Literature DB >> 25940630

Galahad: a web server for drug effect analysis from gene expression.

Griet Laenen¹, Amin Ardeshirdavani¹, Yves Moreau², Lieven Thorrez³.

Abstract

Galahad (https://galahad.esat.kuleuven.be) is a web-based application for analysis of drug effects. It provides an intuitive interface to be used by anybody interested in leveraging microarray data to gain insights into the pharmacological effects of a drug, mainly identification of candidate targets, elucidation of mode of action and understanding of off-target effects. The core of Galahad is a network-based analysis method of gene expression.
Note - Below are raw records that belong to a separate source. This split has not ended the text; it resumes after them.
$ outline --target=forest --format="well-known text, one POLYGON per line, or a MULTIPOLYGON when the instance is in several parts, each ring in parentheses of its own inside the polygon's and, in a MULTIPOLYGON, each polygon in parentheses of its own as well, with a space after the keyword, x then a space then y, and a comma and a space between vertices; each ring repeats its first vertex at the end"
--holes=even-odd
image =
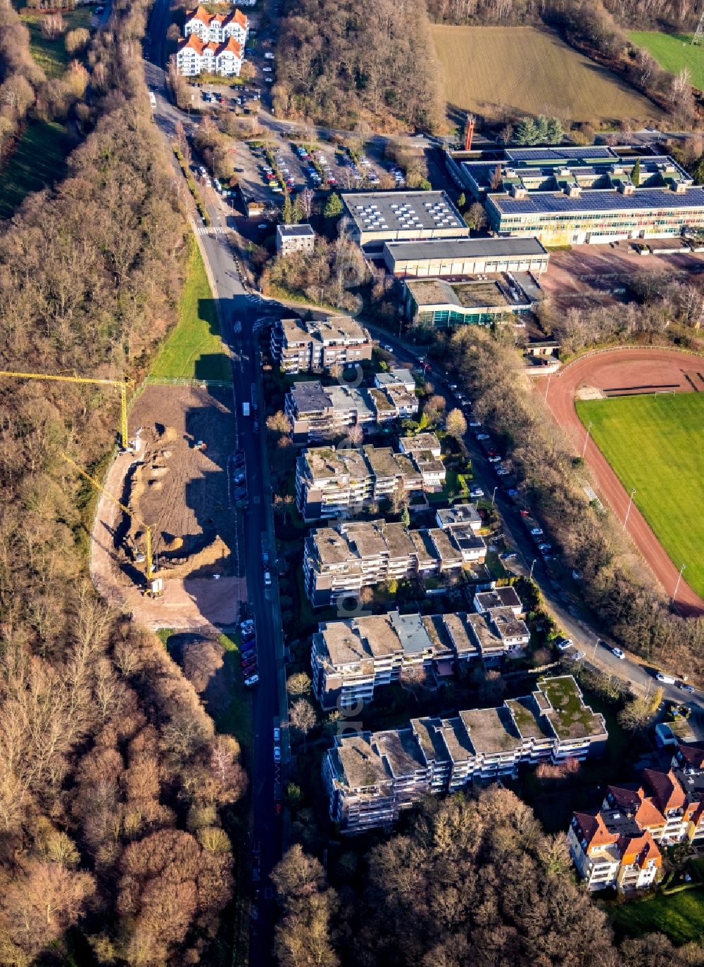
MULTIPOLYGON (((175 322, 186 222, 134 56, 147 10, 113 4, 68 176, 0 225, 4 369, 138 378, 175 322)), ((232 894, 239 747, 161 641, 87 579, 92 495, 62 454, 100 475, 117 424, 114 395, 0 381, 0 964, 14 967, 207 962, 232 894)))
POLYGON ((445 117, 425 2, 291 0, 280 24, 277 113, 331 128, 436 130, 445 117))
POLYGON ((274 872, 280 967, 695 967, 661 934, 620 945, 562 835, 498 785, 431 800, 364 855, 291 847, 274 872))

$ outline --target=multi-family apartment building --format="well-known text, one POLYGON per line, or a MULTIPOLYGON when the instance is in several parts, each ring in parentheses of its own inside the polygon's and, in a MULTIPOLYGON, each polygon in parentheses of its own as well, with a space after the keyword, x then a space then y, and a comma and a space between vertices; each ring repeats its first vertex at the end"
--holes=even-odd
POLYGON ((439 683, 462 664, 483 659, 490 665, 515 656, 530 640, 521 619, 510 609, 495 609, 494 637, 487 649, 474 618, 480 616, 391 611, 321 622, 310 653, 315 697, 326 710, 356 708, 373 701, 377 688, 409 672, 423 669, 439 683), (507 610, 511 618, 504 614, 507 610))
POLYGON ((308 521, 352 517, 395 492, 436 491, 444 483, 440 457, 427 460, 422 451, 396 454, 391 447, 370 444, 359 449, 308 447, 296 463, 296 502, 308 521))
POLYGON ((365 389, 317 381, 294 383, 286 394, 284 410, 291 420, 297 443, 330 440, 349 426, 363 430, 418 412, 418 396, 400 384, 365 389))
POLYGON ((370 360, 371 349, 369 334, 348 315, 309 321, 279 319, 272 327, 272 359, 283 372, 351 366, 370 360))
POLYGON ((385 520, 343 521, 313 529, 304 544, 306 593, 325 607, 383 581, 448 575, 483 564, 486 545, 466 531, 411 530, 385 520))
POLYGON ((199 73, 214 73, 220 77, 236 77, 242 71, 243 46, 234 37, 217 44, 203 42, 196 34, 179 41, 176 68, 185 77, 199 73))
POLYGON ((642 780, 610 785, 601 809, 575 812, 568 833, 574 865, 590 890, 652 886, 660 846, 704 841, 704 747, 681 745, 666 773, 646 769, 642 780))
POLYGON ((330 816, 344 834, 391 826, 428 793, 511 776, 520 764, 583 760, 607 738, 571 675, 541 679, 531 694, 497 708, 339 735, 323 759, 330 816))
POLYGON ((184 35, 194 34, 203 44, 223 44, 232 38, 244 47, 249 31, 249 18, 240 10, 209 14, 204 7, 196 7, 186 15, 184 24, 184 35))

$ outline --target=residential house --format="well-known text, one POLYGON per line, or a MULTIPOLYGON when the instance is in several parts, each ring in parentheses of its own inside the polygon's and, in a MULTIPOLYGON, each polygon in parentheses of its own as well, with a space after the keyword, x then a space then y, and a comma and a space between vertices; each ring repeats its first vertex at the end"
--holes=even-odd
POLYGON ((243 46, 233 37, 220 44, 204 43, 197 34, 179 41, 176 51, 178 73, 185 77, 213 73, 220 77, 239 76, 242 71, 243 46))
POLYGON ((704 748, 680 745, 666 773, 609 785, 601 808, 574 813, 568 841, 590 890, 642 890, 661 867, 660 846, 704 840, 704 748))
POLYGON ((277 251, 291 255, 296 251, 312 251, 315 232, 310 225, 277 225, 277 251))
POLYGON ((338 735, 323 759, 330 816, 343 834, 390 827, 428 793, 511 776, 520 764, 558 762, 566 744, 583 760, 607 738, 602 716, 584 704, 571 675, 541 679, 531 695, 494 709, 338 735))
MULTIPOLYGON (((304 576, 313 607, 354 597, 362 588, 407 577, 430 577, 459 571, 466 564, 462 542, 441 528, 410 530, 384 520, 343 521, 312 530, 306 538, 304 576)), ((473 542, 482 539, 472 534, 473 542)), ((471 548, 482 564, 479 544, 471 548)))
POLYGON ((349 426, 368 429, 413 416, 418 412, 418 397, 400 384, 380 390, 301 381, 286 394, 284 409, 291 419, 294 441, 311 443, 340 435, 349 426))
POLYGON ((364 326, 348 315, 309 321, 279 319, 272 327, 272 359, 283 372, 354 366, 370 360, 372 347, 364 326))
POLYGON ((244 47, 249 31, 249 21, 240 10, 209 14, 204 7, 196 7, 186 15, 184 24, 184 35, 195 35, 203 44, 223 44, 232 38, 244 47))

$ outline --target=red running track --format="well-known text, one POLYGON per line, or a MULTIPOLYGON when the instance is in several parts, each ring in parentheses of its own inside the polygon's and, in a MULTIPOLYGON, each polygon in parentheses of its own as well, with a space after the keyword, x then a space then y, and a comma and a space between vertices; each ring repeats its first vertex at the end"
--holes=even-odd
MULTIPOLYGON (((600 390, 617 387, 677 386, 677 392, 691 392, 691 384, 704 392, 704 359, 689 356, 674 349, 624 348, 583 356, 568 364, 559 373, 548 377, 546 402, 553 416, 574 441, 581 454, 585 429, 574 409, 574 396, 579 387, 592 386, 600 390)), ((547 380, 540 383, 545 387, 547 380)), ((587 442, 585 459, 595 479, 597 488, 611 507, 616 517, 623 521, 629 507, 630 493, 613 472, 608 461, 592 439, 587 442)), ((633 504, 629 513, 627 530, 640 553, 650 565, 655 576, 669 597, 677 585, 679 569, 674 566, 647 521, 633 504)), ((695 594, 687 581, 680 581, 675 606, 682 615, 704 614, 704 601, 695 594)))

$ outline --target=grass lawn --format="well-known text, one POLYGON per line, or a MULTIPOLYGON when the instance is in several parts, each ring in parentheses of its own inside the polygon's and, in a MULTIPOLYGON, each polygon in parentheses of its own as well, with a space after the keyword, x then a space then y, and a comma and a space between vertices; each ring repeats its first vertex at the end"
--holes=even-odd
POLYGON ((619 906, 608 904, 605 909, 619 936, 665 933, 678 945, 704 937, 704 888, 669 896, 660 894, 619 906))
MULTIPOLYGON (((62 14, 66 30, 55 40, 49 41, 42 35, 42 14, 22 14, 21 18, 29 30, 29 49, 32 58, 44 72, 47 77, 60 77, 69 66, 69 62, 76 59, 67 53, 65 37, 70 30, 76 27, 90 27, 92 7, 82 7, 78 10, 67 11, 62 14)), ((77 58, 81 59, 80 56, 77 58)))
POLYGON ((651 101, 547 28, 434 24, 451 116, 499 108, 577 121, 660 117, 651 101))
POLYGON ((179 322, 152 367, 161 379, 218 379, 230 382, 232 369, 220 338, 215 300, 200 249, 189 240, 189 271, 181 295, 179 322))
POLYGON ((704 396, 626 396, 576 404, 592 437, 672 563, 704 595, 704 396))
POLYGON ((0 178, 0 219, 9 219, 31 191, 64 177, 72 142, 63 125, 30 121, 0 178))
POLYGON ((679 73, 683 68, 687 68, 692 85, 699 90, 704 89, 704 47, 692 45, 691 34, 634 30, 629 37, 637 46, 645 47, 665 71, 679 73))

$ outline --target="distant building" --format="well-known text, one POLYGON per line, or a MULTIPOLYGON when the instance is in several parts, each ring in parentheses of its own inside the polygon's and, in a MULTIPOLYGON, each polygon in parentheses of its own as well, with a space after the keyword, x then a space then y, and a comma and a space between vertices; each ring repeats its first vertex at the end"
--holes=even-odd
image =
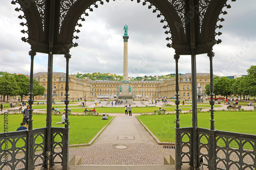
POLYGON ((236 79, 242 77, 243 77, 243 75, 234 75, 234 79, 236 79))

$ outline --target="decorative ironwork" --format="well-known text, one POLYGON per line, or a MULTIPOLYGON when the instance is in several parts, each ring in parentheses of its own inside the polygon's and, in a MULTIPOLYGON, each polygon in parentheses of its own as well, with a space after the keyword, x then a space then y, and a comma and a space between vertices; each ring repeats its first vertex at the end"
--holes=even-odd
POLYGON ((179 105, 180 104, 180 99, 179 96, 180 94, 179 94, 179 70, 178 70, 178 61, 180 59, 180 56, 178 55, 174 55, 174 59, 175 60, 175 63, 176 64, 176 87, 175 89, 176 91, 176 94, 175 96, 176 96, 176 100, 175 100, 175 104, 176 105, 176 109, 175 110, 176 111, 176 119, 175 119, 175 123, 176 123, 176 128, 180 128, 180 118, 179 116, 180 115, 179 111, 181 109, 179 109, 179 105))
MULTIPOLYGON (((62 155, 69 147, 65 145, 64 138, 68 135, 68 130, 64 128, 52 128, 52 149, 54 163, 62 163, 62 155)), ((46 160, 47 128, 10 132, 8 135, 0 133, 0 169, 33 169, 44 165, 46 160)), ((66 158, 67 159, 67 158, 66 158)))
MULTIPOLYGON (((23 11, 22 8, 22 6, 21 6, 21 4, 20 4, 20 2, 18 1, 18 0, 15 0, 15 1, 12 1, 12 2, 11 2, 11 4, 13 4, 13 5, 16 5, 16 4, 18 4, 20 6, 20 7, 19 8, 16 8, 15 10, 16 11, 17 11, 17 12, 19 12, 20 11, 22 11, 22 12, 23 12, 23 13, 24 13, 24 11, 23 11)), ((22 15, 19 15, 18 16, 18 18, 20 19, 25 19, 26 20, 27 20, 27 18, 26 18, 26 17, 25 16, 25 15, 22 16, 22 15)), ((26 22, 26 23, 24 23, 23 22, 20 22, 19 23, 19 25, 23 27, 24 27, 24 26, 27 26, 27 27, 28 28, 28 22, 26 22)), ((28 35, 29 35, 29 30, 28 29, 28 30, 27 31, 25 31, 25 30, 23 30, 20 31, 22 33, 23 33, 23 34, 25 34, 25 33, 27 33, 28 35)), ((24 42, 27 42, 27 40, 28 39, 28 38, 26 38, 25 37, 22 37, 22 40, 23 41, 24 41, 24 42)))
MULTIPOLYGON (((178 143, 180 148, 176 151, 182 158, 182 161, 176 165, 179 167, 182 163, 191 161, 190 140, 193 135, 193 128, 176 129, 176 131, 181 134, 181 143, 178 143)), ((256 135, 201 128, 197 128, 197 132, 199 161, 209 169, 253 170, 256 168, 256 135)))
POLYGON ((36 5, 37 10, 40 15, 40 17, 42 21, 42 28, 45 26, 45 11, 46 10, 46 0, 35 0, 35 4, 36 5))
MULTIPOLYGON (((236 0, 232 0, 231 1, 232 2, 236 2, 236 0)), ((226 3, 225 4, 225 5, 224 6, 222 11, 221 11, 220 14, 219 14, 219 16, 221 15, 221 14, 223 14, 223 15, 226 15, 227 14, 227 12, 226 11, 223 11, 223 8, 226 7, 227 9, 229 9, 229 8, 231 8, 231 6, 228 4, 227 5, 226 3)), ((225 20, 225 19, 223 18, 220 18, 220 17, 218 18, 218 20, 217 20, 217 22, 216 22, 216 23, 217 24, 218 23, 218 22, 219 21, 220 21, 220 22, 223 22, 225 20)), ((220 29, 221 28, 222 28, 222 27, 223 27, 223 26, 222 26, 222 25, 216 25, 216 27, 215 28, 215 30, 216 30, 216 29, 217 28, 219 28, 219 29, 220 29)), ((217 33, 216 32, 215 32, 215 41, 217 42, 217 44, 221 43, 221 42, 222 42, 222 40, 221 40, 221 39, 218 39, 218 40, 216 40, 216 36, 218 35, 218 36, 220 36, 222 34, 222 33, 221 32, 218 32, 218 33, 217 33)))
POLYGON ((178 15, 181 20, 181 22, 185 28, 186 25, 185 20, 185 1, 182 0, 168 0, 170 3, 174 6, 178 15))
POLYGON ((200 0, 199 1, 199 10, 200 10, 200 17, 199 17, 199 26, 202 27, 203 21, 204 20, 205 13, 210 5, 211 0, 200 0))
POLYGON ((63 20, 67 15, 70 8, 76 2, 76 0, 61 0, 60 12, 59 17, 59 29, 61 28, 63 20))

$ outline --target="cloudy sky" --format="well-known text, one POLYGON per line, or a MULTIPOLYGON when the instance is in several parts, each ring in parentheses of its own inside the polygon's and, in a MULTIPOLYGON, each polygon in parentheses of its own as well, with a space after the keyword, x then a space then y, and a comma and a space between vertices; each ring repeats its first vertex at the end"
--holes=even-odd
MULTIPOLYGON (((2 1, 0 6, 0 71, 10 73, 30 74, 30 45, 22 41, 20 33, 25 29, 17 16, 22 14, 14 10, 18 5, 2 1)), ((221 16, 225 21, 217 37, 223 42, 214 47, 214 74, 218 76, 245 75, 252 65, 256 65, 256 1, 232 2, 228 14, 221 16)), ((129 76, 155 76, 175 72, 174 50, 166 45, 167 36, 157 14, 143 6, 142 2, 110 0, 94 8, 85 17, 86 21, 75 40, 79 46, 71 50, 70 73, 94 72, 123 75, 123 27, 129 27, 129 76)), ((47 71, 48 56, 37 53, 35 57, 34 72, 47 71)), ((191 72, 189 56, 179 60, 179 72, 191 72)), ((206 55, 197 56, 198 72, 209 72, 206 55)), ((54 57, 54 71, 66 71, 63 56, 54 57)))

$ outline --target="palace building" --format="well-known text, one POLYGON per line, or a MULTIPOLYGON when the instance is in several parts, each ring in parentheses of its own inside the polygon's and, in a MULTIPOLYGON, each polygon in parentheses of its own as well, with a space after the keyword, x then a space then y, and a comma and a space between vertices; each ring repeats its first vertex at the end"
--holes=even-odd
MULTIPOLYGON (((34 78, 40 85, 46 88, 43 96, 36 96, 37 100, 47 99, 47 72, 39 72, 34 74, 34 78)), ((214 76, 216 76, 214 75, 214 76)), ((202 86, 203 93, 205 90, 205 85, 210 83, 209 73, 198 73, 197 84, 202 86)), ((60 72, 53 73, 53 97, 55 100, 65 99, 66 93, 66 74, 60 72)), ((121 81, 87 80, 76 77, 75 75, 69 76, 69 99, 77 100, 82 98, 97 98, 104 95, 110 98, 116 96, 120 91, 121 81)), ((175 97, 176 93, 176 78, 164 81, 130 81, 132 92, 134 98, 159 98, 162 97, 175 97)), ((192 95, 191 74, 187 73, 179 77, 179 94, 181 99, 190 99, 192 95)), ((28 96, 25 98, 28 99, 28 96)))

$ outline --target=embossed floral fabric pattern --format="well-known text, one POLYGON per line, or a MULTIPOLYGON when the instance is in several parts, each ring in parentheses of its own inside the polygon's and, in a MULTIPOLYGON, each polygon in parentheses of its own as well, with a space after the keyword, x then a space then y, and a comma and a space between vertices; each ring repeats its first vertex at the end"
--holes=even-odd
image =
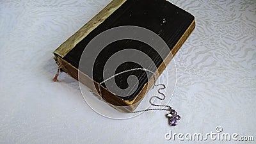
POLYGON ((196 23, 174 58, 175 128, 161 112, 106 118, 85 104, 76 80, 61 73, 52 82, 52 52, 110 0, 0 1, 0 143, 170 143, 170 130, 206 133, 217 125, 255 139, 256 1, 170 1, 196 23))

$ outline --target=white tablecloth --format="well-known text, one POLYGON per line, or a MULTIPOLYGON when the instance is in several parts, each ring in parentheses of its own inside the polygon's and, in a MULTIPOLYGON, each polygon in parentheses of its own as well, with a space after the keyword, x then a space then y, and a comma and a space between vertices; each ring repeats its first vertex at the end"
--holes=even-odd
POLYGON ((181 143, 164 135, 216 132, 218 125, 256 139, 255 1, 172 1, 196 22, 175 57, 175 127, 164 112, 105 118, 86 104, 76 80, 61 73, 52 81, 52 52, 109 2, 0 1, 0 143, 181 143))

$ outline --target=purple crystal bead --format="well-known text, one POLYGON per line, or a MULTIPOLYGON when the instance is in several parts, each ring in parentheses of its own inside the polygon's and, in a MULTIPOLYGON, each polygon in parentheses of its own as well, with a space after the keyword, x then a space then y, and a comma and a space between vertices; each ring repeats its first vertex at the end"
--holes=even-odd
POLYGON ((176 126, 177 125, 177 120, 175 118, 173 118, 170 120, 170 124, 171 126, 176 126))

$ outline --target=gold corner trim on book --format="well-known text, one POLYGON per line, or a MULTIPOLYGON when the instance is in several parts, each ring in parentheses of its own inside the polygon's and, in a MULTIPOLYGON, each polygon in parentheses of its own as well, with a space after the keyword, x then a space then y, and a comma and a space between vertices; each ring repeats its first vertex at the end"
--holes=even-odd
POLYGON ((54 52, 63 58, 79 42, 85 38, 90 32, 102 23, 109 15, 122 6, 127 0, 113 0, 108 6, 101 10, 97 15, 84 25, 75 34, 71 36, 63 43, 54 52))
MULTIPOLYGON (((193 31, 195 29, 195 20, 193 20, 191 24, 189 25, 189 26, 188 28, 188 29, 186 30, 185 33, 182 35, 182 36, 180 37, 180 38, 178 42, 174 45, 173 47, 171 52, 168 55, 168 56, 164 59, 164 62, 163 62, 159 67, 157 68, 158 70, 158 74, 159 75, 156 76, 156 78, 158 79, 158 77, 160 76, 160 75, 163 73, 164 70, 165 69, 165 65, 166 64, 168 65, 169 63, 171 61, 172 59, 174 56, 176 54, 177 52, 178 52, 179 49, 180 49, 182 45, 184 44, 186 40, 188 39, 188 38, 189 36, 189 35, 192 33, 193 31)), ((156 73, 157 73, 156 72, 156 73)), ((156 74, 155 73, 155 74, 156 74)), ((125 102, 127 105, 131 105, 136 102, 140 102, 140 101, 144 98, 147 93, 149 90, 145 88, 151 88, 154 85, 154 77, 151 77, 149 79, 149 81, 146 83, 142 90, 140 91, 139 94, 132 100, 124 100, 125 102), (147 89, 147 90, 146 90, 147 89)), ((134 108, 134 109, 136 108, 134 108)))

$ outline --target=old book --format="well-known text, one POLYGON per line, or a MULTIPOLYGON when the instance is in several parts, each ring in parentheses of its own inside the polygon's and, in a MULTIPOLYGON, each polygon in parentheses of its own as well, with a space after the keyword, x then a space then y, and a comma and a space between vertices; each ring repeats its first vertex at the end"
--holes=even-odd
MULTIPOLYGON (((62 70, 77 80, 79 72, 80 82, 94 93, 99 93, 97 86, 104 80, 103 68, 112 55, 132 47, 148 54, 157 68, 151 70, 161 74, 166 67, 165 65, 171 61, 172 55, 176 54, 195 28, 195 18, 192 15, 165 0, 113 0, 53 52, 54 60, 62 70), (93 70, 79 68, 82 54, 92 40, 108 29, 124 26, 141 27, 153 31, 165 42, 169 51, 162 51, 164 58, 160 58, 156 52, 157 49, 152 49, 150 46, 141 42, 125 39, 107 45, 100 51, 97 58, 93 60, 93 61, 91 61, 90 55, 94 54, 87 53, 87 63, 85 62, 84 66, 86 67, 86 65, 93 63, 93 70), (92 75, 90 74, 92 72, 92 75)), ((127 54, 132 56, 136 55, 134 52, 127 54)), ((147 63, 140 58, 138 60, 142 63, 147 63)), ((140 67, 140 65, 127 61, 118 67, 115 74, 140 67)), ((134 88, 136 90, 132 90, 134 92, 127 93, 125 97, 115 94, 108 89, 104 83, 100 85, 100 92, 104 95, 104 99, 122 112, 133 111, 148 90, 146 88, 151 87, 154 84, 152 74, 134 70, 115 77, 115 84, 120 88, 125 89, 128 84, 126 79, 132 74, 138 77, 138 86, 134 88), (151 74, 149 80, 147 74, 151 74)))

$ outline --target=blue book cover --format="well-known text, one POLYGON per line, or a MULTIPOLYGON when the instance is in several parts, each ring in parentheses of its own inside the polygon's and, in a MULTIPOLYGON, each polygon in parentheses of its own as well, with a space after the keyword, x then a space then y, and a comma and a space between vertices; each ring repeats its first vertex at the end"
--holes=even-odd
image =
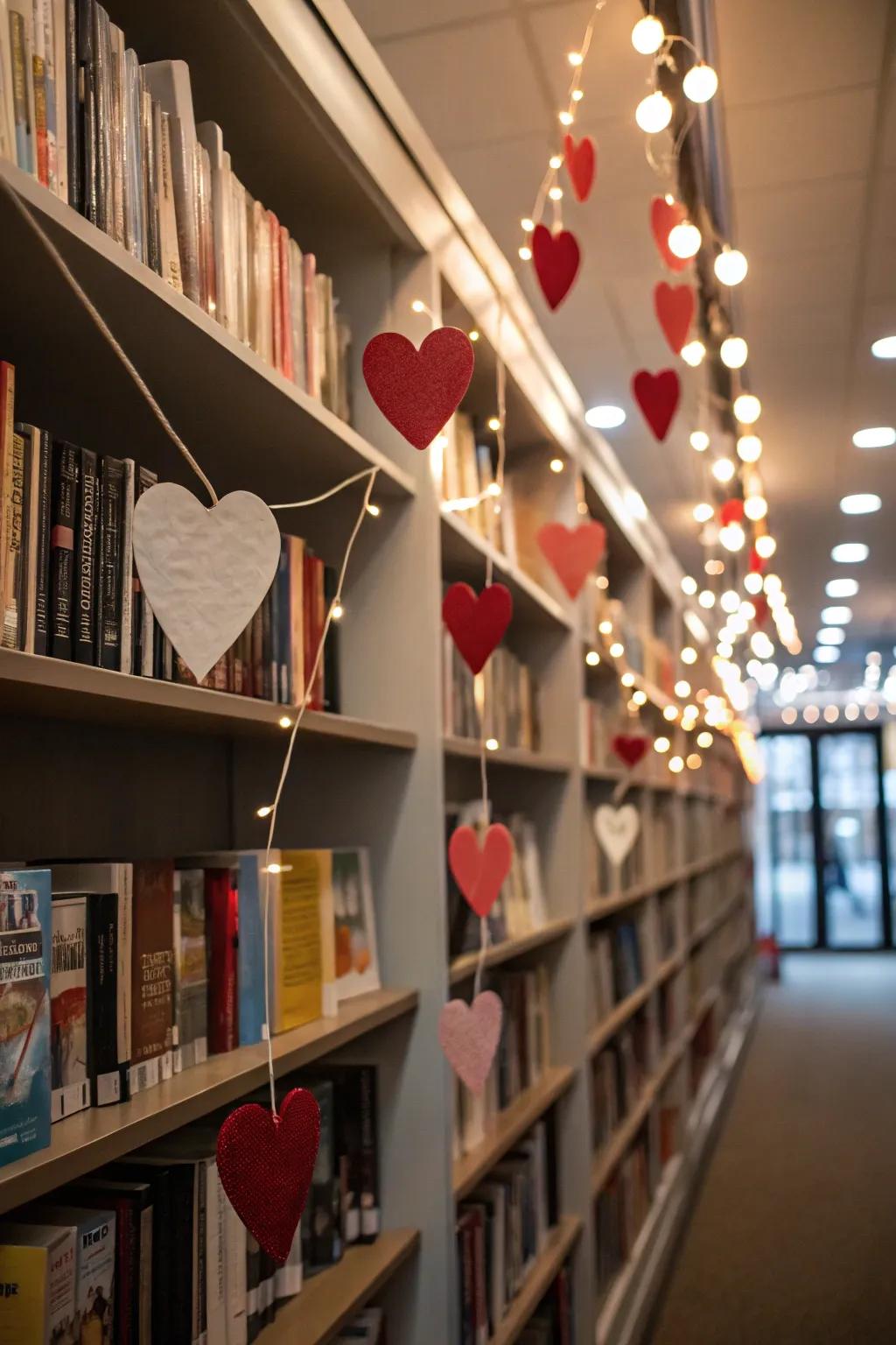
POLYGON ((48 869, 0 872, 0 1166, 50 1145, 48 869))

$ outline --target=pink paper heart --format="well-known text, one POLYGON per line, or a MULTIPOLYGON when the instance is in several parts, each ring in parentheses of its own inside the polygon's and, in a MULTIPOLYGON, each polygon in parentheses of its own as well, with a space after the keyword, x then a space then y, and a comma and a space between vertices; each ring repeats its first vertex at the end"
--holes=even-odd
POLYGON ((454 880, 477 916, 488 916, 513 862, 513 841, 506 827, 493 822, 480 839, 473 827, 458 827, 449 841, 454 880))
POLYGON ((449 999, 439 1014, 439 1042, 454 1073, 470 1092, 481 1093, 501 1040, 504 1006, 493 990, 472 1005, 449 999))

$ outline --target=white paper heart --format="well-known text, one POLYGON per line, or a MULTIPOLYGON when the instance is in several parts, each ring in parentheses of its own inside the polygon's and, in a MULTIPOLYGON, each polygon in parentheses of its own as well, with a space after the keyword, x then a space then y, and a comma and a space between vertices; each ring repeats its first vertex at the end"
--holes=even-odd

As an input, Galahad takes raw Affymetrix human microarray data from treatment versus control experiments and provides quality control and data exploration tools, as well as computation of differential expression. Alternatively, differential expression values can be uploaded directly. Using these differential expression values, drug target prioritization and both pathway and disease enrichment can be calculated and visualized. Drug target prioritization is based on the integration of the gene expression data with a functional protein association network. The web site is free and open to all and there is no login requirement.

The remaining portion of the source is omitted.